ESG Investing Steadily Advancing across Key Asian Markets



  • Besides Europe, Asia ex Japan was the other region to record net inflows in the third Quarter
  • Clear and consistent standards can help drive the ESG investing development
  • Regulatory authorities in various countries issued assessment guidelines and frameworks for ESG rating providers to enhance market confidence

ESG Investing steadily advancing across Key Asian Markets

This year, market volatility, elevated rates and yields have been hurting investor sentiments, but these factors fail to hinder the progress of ESG (environmental, social and governance) investing in
Asia.

According to data compiled by Morningstar, an investment research institution, the global mutual fund and ETF space recorded nearly USD3 billion of redemptions in the third quarter. On the contrary, global sustainable funds registered inflows of USD13.7 billion. Europe aside, Asia ex Japan was the other region that attracted inflows, which amounted to USD2 billion.

On the sustainability front, Asia may have had a slow start, but the region has seen steady growth in the past few years. China, for instance, ranks 17 out of 120 countries on the World Economic Forum's 2023 Energy Transition Index and is a new entrant in the top 20 countries, according to a report published in June by the World Economic Forum. According to the International Energy Agency, China added 160GW of renewable electricity capacity in 2022, and the country is set to account for nearly 55% of global additions of renewable power capacity this year and next.

Governments of various markets have been pumping resources to support sustainable developments, in turn, propping up related companies and their stocks or bonds. Investors have also come to the awareness that ESG investing could help portfolio diversification. As demand for ESG investing increases, we have also witnessed Asian regulators stepping on their gas pedals this year, to strengthen the transparency and standards of ESG ratings and data providers.

When managing and conducting ESG investments, asset managers often need to take reference to the data compiled by ESG ratings and product providers, who are not regulated institutions. It is, therefore, not unusual to see discrepancies across evaluation processes, standards and the extent of information disclosure. As a result of inconsistent standards and the potential conflicts of interest arising between data providers and firms being rated, asset managers and investors have yet to develop full confidence in the credibility of ESG ratings. This, in turn, has hampered the market's development.

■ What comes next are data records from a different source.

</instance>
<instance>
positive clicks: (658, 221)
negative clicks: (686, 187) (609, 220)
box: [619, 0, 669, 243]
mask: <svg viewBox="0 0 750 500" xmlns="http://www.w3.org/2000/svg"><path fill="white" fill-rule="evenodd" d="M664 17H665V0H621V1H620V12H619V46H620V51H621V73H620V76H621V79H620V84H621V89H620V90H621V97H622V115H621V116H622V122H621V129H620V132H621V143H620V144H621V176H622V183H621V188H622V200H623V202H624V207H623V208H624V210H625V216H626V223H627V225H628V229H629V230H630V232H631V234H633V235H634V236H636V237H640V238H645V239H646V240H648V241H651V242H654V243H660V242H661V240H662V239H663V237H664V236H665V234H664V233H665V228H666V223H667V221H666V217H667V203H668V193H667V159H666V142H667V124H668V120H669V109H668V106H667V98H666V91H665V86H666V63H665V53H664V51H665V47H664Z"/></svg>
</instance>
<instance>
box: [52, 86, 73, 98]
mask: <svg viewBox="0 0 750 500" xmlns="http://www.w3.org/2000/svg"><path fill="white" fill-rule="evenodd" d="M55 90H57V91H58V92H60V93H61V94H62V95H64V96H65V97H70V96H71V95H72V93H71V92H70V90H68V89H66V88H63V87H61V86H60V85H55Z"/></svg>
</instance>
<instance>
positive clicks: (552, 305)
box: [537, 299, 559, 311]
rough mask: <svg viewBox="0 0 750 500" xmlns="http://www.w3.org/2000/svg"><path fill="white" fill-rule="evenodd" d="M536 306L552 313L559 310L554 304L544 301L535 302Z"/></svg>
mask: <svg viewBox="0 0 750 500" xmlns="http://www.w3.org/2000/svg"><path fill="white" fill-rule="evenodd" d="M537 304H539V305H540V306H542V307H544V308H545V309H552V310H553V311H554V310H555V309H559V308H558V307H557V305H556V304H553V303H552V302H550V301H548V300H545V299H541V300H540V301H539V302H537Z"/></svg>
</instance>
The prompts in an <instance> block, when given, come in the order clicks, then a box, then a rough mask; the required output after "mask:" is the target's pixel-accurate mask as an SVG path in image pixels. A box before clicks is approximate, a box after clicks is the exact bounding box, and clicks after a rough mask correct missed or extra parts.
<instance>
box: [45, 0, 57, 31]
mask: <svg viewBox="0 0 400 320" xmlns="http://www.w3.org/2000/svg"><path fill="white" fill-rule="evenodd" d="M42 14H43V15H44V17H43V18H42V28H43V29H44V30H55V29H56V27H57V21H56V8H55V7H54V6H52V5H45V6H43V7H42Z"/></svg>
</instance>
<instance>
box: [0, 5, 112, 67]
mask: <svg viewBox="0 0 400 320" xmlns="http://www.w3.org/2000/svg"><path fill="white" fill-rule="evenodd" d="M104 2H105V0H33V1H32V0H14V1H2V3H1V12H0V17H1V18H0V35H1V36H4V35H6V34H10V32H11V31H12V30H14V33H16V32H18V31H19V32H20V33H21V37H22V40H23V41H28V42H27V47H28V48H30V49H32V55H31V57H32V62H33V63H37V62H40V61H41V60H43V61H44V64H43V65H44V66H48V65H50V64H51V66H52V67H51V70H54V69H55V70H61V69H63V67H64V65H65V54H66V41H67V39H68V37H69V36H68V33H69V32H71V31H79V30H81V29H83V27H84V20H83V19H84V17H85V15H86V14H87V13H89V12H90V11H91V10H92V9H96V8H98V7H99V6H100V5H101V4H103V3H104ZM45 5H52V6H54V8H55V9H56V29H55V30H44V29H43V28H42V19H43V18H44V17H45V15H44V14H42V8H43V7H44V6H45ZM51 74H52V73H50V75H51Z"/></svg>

Asian regulators step up transparency of ESG service providers

Early on, the International Organization of Securities Commissions (IOSCO) urged regulators worldwide to improve the transparency of ESG ratings, and address the issue of potential conflicts of interest between rating providers and companies being assessed. Recently, the Securities and Futures Commission of Hong Kong announced the introduction of a voluntary code of conduct for ESG ratings and data products providers. The code, to be developed by an industry-led working group, will align with international best practices as recommended by the IOSCO, and will be consistent with other major jurisdictions. The proposed code of conduct aims to improve the transparency, quality and reliability of ESG information, facilitating asset managers to conduct due diligence or assessment on ESG service providers. BEA Union Investment believes a clear and consistent set of standards would be conducive to the development of ESG investing, as it can reduce the risk of greenwashing. Greenwashing refers to businesses or funds that pose themselves as more sustainable or green than they really are. They made these claims to attract ESG investors or simply with the hope of earning that "green halo". In the past, many investors who looked to invest to create positive value, ended up not taking that step on greenwashing concerns.

In addition to Hong Kong, South Korea has rolled out in May its voluntary guidance for ESG evaluation agencies, while Japan and India have also issued frameworks for rating providers. Recently, the European Union has proposed a regulatory framework for ESG rating providers intending to tackle the potential conflicts of interest and beef up transparency.

Developing the ESG investing market will inevitably take considerable time. Getting to the finish line and establishing trust will require concerted efforts from global regulators and investors.